Finding and Keeping Math and Science Teachers - what's the real problem?

Last December, the Professional Educator Standards Board (PESB) produced a legislatively-mandated report called "Ensuring an Adequate Supply of Well-Qualified Math & Science Teachers." This report provided a state snapshot of math and science teachers that included information and data about the current math and science teaching force, higher education's capacity to prepare math and science teachers, the various ways and programs that seek to recruit individuals to become teachers in these areas and a list of recommendations for addressing math and science teacher shortages categorized by cost groupings.


The PESB's report draws an important distinction between the recruitment issue --needing more teachers in math and science -- and the retention issue - ensuring the math and science teachers stay in teaching. Recently, researchers Richard Ingersoll and David Perda from the University of Pennsylvania studied this very issue. They claim recruitment of math and science teachers isn't the issue at all, but retaining them is. According to their research colleges and universities produce two and a half times more math and science teachers than is required to fill actual shortages. Some critics say their research is based on an over-inflated number of potential math and science teachers that shouldn't count because they aren't likely to go into teaching, such as teacher-leavers that can return to teaching and people who earned education degrees, but have never taught.


Ingersoll suggests national and state efforts to expand the teacher pipeline to recruit more math and science teachers is misdirected and that the real focus should be retention. They suggest improving working conditions, supporting new teachers, offering better pay, curbing student discipline problems, showing more effective leadership as some ways retention can be addressed. Ingersoll and Perda's research will be published soon.
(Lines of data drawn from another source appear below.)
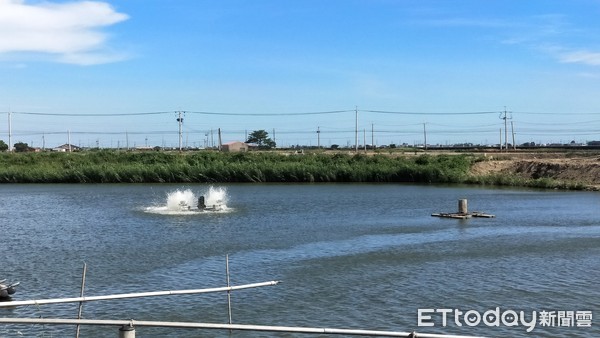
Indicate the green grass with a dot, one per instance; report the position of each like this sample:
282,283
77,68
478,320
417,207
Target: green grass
137,167
107,166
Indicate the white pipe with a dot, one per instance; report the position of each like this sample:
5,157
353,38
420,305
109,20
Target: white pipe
294,329
133,295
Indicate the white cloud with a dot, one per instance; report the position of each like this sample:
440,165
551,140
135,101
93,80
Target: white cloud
69,31
584,57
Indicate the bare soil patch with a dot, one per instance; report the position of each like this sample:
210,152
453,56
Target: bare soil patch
584,170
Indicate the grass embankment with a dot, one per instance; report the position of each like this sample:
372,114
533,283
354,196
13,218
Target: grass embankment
213,167
150,167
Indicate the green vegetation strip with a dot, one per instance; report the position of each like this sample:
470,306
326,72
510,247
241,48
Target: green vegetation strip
109,166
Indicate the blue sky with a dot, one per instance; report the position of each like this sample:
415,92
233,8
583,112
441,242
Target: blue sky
264,64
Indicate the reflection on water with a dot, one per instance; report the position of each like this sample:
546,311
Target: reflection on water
349,256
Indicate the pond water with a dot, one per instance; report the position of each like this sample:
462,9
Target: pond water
356,256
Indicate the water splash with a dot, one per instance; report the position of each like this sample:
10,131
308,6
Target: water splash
185,202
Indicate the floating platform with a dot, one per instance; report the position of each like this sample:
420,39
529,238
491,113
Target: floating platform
462,212
460,215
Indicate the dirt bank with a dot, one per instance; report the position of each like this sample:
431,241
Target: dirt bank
583,170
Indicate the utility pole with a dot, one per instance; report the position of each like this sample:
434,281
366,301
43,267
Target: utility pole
505,118
9,133
180,121
425,135
318,138
356,129
220,140
372,136
512,129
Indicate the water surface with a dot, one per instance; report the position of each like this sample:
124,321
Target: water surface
357,256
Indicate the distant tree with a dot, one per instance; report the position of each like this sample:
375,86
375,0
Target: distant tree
21,147
261,138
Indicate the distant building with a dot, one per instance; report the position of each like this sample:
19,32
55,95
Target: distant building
67,147
235,146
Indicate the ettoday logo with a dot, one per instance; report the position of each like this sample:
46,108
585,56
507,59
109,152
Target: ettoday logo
498,317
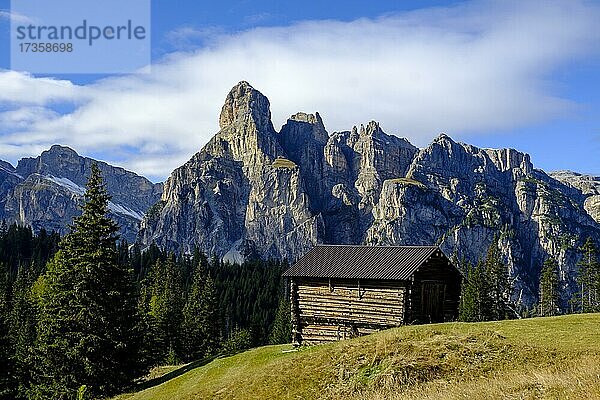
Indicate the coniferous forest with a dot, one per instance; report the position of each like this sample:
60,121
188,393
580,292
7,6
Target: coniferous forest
85,315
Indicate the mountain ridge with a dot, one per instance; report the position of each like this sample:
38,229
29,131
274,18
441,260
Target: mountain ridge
253,191
44,191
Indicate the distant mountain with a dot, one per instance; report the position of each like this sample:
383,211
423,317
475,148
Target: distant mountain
255,192
44,192
589,186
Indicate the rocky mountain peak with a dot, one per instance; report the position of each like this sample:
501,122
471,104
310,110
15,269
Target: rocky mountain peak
58,150
6,166
244,104
302,127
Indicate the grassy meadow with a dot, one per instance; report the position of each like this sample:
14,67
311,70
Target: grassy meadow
545,358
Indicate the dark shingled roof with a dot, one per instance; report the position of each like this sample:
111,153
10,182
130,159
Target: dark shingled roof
361,262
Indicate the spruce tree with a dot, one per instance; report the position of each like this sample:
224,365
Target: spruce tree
282,326
476,300
23,319
194,317
87,336
498,282
549,289
165,309
7,378
588,277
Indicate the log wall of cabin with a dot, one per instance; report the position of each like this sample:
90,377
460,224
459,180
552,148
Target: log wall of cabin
326,310
437,270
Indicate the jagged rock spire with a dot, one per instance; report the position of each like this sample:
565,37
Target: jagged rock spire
244,103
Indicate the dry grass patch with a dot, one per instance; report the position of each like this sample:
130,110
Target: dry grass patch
556,357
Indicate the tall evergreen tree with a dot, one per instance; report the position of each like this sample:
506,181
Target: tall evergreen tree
476,300
23,319
499,289
282,326
166,308
588,277
7,379
549,289
87,331
195,314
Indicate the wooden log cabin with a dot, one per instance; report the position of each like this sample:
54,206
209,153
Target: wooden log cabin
342,291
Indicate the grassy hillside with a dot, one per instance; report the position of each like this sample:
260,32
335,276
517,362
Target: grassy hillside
556,357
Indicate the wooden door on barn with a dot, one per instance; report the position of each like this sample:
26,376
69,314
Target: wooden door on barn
432,300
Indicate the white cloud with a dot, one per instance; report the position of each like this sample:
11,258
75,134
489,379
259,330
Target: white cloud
475,67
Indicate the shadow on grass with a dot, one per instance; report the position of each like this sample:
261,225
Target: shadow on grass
173,374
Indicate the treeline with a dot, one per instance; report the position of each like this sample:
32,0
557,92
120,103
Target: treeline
486,289
85,316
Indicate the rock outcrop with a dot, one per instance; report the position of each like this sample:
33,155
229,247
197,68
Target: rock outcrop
44,192
589,186
252,191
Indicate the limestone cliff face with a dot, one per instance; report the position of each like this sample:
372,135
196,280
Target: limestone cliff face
239,195
462,197
255,192
44,192
589,186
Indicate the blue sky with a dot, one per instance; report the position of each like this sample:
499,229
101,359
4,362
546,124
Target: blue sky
514,74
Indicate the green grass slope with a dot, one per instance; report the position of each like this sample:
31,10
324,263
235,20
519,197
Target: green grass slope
556,357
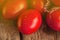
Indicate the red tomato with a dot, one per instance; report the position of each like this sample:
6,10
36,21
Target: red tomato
1,1
29,21
37,4
12,7
56,2
53,20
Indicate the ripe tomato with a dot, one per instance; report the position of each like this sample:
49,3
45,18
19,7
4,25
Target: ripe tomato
37,4
29,21
56,2
12,7
53,20
1,1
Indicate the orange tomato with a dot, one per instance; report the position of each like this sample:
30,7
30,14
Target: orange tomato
56,2
37,4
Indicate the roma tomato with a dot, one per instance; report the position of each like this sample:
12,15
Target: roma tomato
29,21
53,20
12,7
56,2
37,4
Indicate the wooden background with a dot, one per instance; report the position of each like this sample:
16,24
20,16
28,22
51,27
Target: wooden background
9,31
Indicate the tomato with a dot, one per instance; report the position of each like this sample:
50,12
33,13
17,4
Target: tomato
56,2
29,21
12,7
1,1
37,4
53,20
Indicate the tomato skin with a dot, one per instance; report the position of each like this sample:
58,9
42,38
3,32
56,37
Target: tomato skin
53,20
12,7
29,21
56,2
37,4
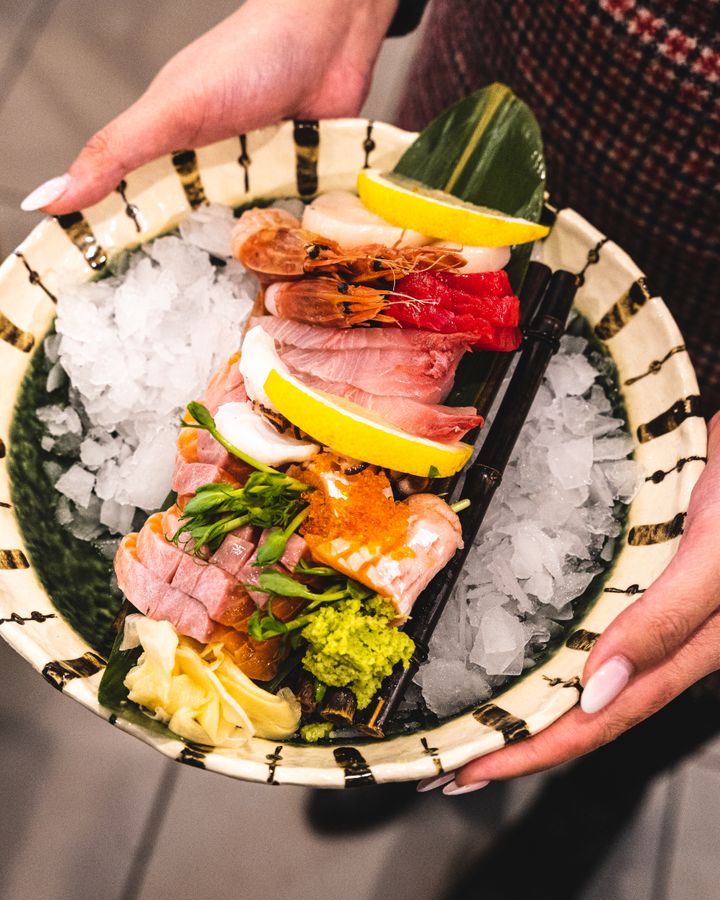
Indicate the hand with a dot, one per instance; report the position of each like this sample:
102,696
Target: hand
652,652
272,59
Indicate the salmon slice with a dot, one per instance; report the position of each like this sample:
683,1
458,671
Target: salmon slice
432,537
158,599
222,595
154,549
190,473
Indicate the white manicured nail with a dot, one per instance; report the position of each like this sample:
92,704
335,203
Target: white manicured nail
453,790
605,684
429,784
46,193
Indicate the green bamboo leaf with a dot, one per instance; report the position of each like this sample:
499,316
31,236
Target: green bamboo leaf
486,149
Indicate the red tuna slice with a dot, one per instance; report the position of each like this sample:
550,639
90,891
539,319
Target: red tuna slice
479,284
156,598
154,549
295,549
314,337
233,553
426,376
429,420
439,302
219,592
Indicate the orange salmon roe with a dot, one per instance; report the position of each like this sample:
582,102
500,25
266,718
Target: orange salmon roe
364,511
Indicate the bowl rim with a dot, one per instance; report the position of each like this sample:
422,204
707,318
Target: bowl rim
508,716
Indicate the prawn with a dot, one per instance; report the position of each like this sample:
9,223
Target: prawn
271,243
326,301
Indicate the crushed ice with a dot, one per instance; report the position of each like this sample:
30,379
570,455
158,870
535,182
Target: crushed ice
550,529
135,346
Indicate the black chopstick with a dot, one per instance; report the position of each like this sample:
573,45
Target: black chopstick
541,341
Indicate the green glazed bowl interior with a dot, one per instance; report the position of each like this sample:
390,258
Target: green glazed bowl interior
657,384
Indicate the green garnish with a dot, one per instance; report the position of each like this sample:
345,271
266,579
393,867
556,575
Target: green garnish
273,547
316,731
346,629
265,501
320,691
268,499
262,627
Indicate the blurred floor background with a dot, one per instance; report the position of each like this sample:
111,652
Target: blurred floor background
88,812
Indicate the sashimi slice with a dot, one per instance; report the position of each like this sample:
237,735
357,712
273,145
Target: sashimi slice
225,600
430,420
313,337
190,474
441,298
235,551
433,535
426,376
156,598
225,382
154,549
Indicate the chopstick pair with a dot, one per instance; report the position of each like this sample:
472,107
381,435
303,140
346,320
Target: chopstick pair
546,302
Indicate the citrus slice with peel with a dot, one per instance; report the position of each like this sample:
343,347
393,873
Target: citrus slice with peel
352,431
410,204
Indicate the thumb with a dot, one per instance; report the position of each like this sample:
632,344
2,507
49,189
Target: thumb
136,136
654,627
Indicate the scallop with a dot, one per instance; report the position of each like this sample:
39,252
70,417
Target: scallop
342,217
479,259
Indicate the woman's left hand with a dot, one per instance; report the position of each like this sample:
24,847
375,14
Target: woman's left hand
653,651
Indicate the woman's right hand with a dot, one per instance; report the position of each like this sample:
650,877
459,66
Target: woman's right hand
270,60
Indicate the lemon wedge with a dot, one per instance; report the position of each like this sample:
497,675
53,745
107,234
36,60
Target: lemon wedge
352,431
410,204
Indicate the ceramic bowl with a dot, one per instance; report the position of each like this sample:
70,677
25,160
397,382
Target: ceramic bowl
657,381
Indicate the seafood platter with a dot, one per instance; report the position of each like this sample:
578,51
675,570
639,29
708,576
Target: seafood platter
308,472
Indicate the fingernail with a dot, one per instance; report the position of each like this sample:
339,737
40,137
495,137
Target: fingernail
46,193
605,684
453,790
429,784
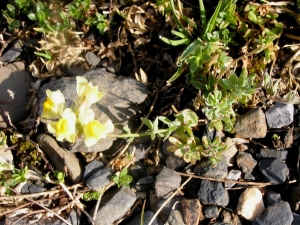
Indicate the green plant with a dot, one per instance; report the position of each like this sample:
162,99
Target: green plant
91,195
18,176
122,178
60,176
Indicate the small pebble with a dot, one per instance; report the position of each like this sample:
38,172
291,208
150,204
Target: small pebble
246,162
273,170
166,182
251,204
280,115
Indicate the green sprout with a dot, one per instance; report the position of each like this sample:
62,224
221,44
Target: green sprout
122,178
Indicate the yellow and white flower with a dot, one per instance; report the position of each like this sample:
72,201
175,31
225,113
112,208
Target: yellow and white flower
54,104
65,127
87,93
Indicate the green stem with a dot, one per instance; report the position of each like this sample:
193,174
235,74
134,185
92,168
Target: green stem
137,135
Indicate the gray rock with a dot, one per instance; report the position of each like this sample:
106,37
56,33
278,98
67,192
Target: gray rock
212,192
271,153
271,198
29,188
171,205
99,179
211,211
60,158
175,218
166,181
280,115
147,217
245,161
91,168
273,170
248,176
204,168
14,79
122,103
12,53
296,219
92,59
114,205
232,175
279,213
251,124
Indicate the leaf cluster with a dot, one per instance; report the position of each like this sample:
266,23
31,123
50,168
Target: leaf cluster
122,178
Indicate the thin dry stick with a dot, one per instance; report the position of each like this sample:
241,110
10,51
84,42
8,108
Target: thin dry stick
40,194
28,214
167,200
260,184
98,204
29,203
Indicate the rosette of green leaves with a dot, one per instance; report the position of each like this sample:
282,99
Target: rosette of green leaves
239,88
188,148
213,149
219,111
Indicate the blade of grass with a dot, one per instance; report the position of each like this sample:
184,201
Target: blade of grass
202,13
211,23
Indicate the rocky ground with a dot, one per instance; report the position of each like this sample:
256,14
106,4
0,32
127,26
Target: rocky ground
256,182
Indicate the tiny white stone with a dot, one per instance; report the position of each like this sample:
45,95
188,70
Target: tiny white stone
251,205
230,152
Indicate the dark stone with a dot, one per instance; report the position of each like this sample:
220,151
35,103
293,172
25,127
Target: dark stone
166,182
16,81
272,197
279,213
204,168
211,211
212,192
271,153
99,179
91,168
251,124
245,161
273,170
114,205
60,158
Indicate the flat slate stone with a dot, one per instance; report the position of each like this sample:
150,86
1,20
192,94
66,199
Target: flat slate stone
251,124
15,80
245,161
204,168
212,192
271,153
273,170
114,205
280,115
279,213
166,182
123,103
60,158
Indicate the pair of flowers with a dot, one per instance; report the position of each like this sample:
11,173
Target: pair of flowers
71,124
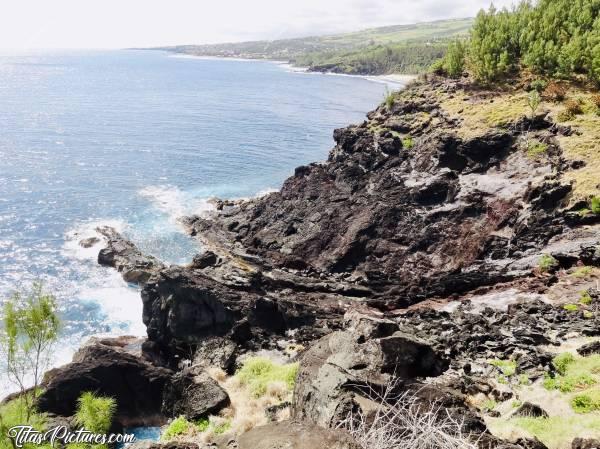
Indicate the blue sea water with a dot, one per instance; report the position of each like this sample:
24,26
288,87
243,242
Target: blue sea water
136,139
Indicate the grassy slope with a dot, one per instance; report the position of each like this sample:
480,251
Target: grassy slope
504,105
342,51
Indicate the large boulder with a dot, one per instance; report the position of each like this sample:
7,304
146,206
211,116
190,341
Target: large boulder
339,370
295,435
110,369
193,395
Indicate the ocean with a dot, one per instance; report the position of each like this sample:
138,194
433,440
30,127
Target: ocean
136,139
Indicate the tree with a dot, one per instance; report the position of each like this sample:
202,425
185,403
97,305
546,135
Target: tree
454,61
31,327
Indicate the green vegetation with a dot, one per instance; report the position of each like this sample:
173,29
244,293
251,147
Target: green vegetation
547,263
489,405
178,426
534,100
393,49
507,367
389,98
583,272
595,204
585,298
558,38
586,402
555,432
573,373
571,307
19,412
31,328
95,413
408,143
535,149
258,373
181,426
454,61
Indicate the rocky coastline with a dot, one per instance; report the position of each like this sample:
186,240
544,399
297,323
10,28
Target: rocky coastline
410,257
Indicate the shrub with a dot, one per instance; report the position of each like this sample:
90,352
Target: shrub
585,298
583,272
538,85
595,204
389,98
408,143
507,367
562,361
15,413
536,148
438,68
178,426
524,379
555,92
454,61
489,405
573,107
534,100
29,329
547,263
586,402
258,372
95,413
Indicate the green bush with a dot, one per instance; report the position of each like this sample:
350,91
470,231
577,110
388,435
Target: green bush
562,361
582,272
389,98
558,38
408,143
535,148
258,372
95,413
547,262
454,61
571,307
595,204
178,426
585,298
507,367
586,402
15,413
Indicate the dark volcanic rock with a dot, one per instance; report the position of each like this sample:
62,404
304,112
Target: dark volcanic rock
295,435
337,369
585,443
441,217
123,255
531,410
111,371
193,395
589,348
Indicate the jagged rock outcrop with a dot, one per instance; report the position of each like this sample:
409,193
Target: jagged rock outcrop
145,394
194,395
111,370
338,372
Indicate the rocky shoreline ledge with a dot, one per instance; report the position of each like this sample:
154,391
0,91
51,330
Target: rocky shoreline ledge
421,254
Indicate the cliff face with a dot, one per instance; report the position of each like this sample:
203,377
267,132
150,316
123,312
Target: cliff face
442,249
406,208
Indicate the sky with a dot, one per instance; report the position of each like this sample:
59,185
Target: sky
33,24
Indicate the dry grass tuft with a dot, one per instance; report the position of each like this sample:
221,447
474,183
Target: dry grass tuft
403,423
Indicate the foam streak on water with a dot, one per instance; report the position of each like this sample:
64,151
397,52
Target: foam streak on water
135,140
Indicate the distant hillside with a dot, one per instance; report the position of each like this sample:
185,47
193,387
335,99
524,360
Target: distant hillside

In our own state, a recent study by Ana Elfers and Marge Plecki at the University of Washington showed that during the period from 2001-02 to 2005-06, eleven percent of graduates from Washington's teacher preparation programs received endorsements in math and/or science (1,656 of 15,020). Sixty percent of those graduates were employed in the first year following their certification - substantially higher than the employment rate of 46% for all graduates during the same time period.


However, statistics predict that 25% of those 1,656 math and science teachers will leave Washington classrooms within five years. Ingersoll might very well be right -- we are continually filling a leaky bucket.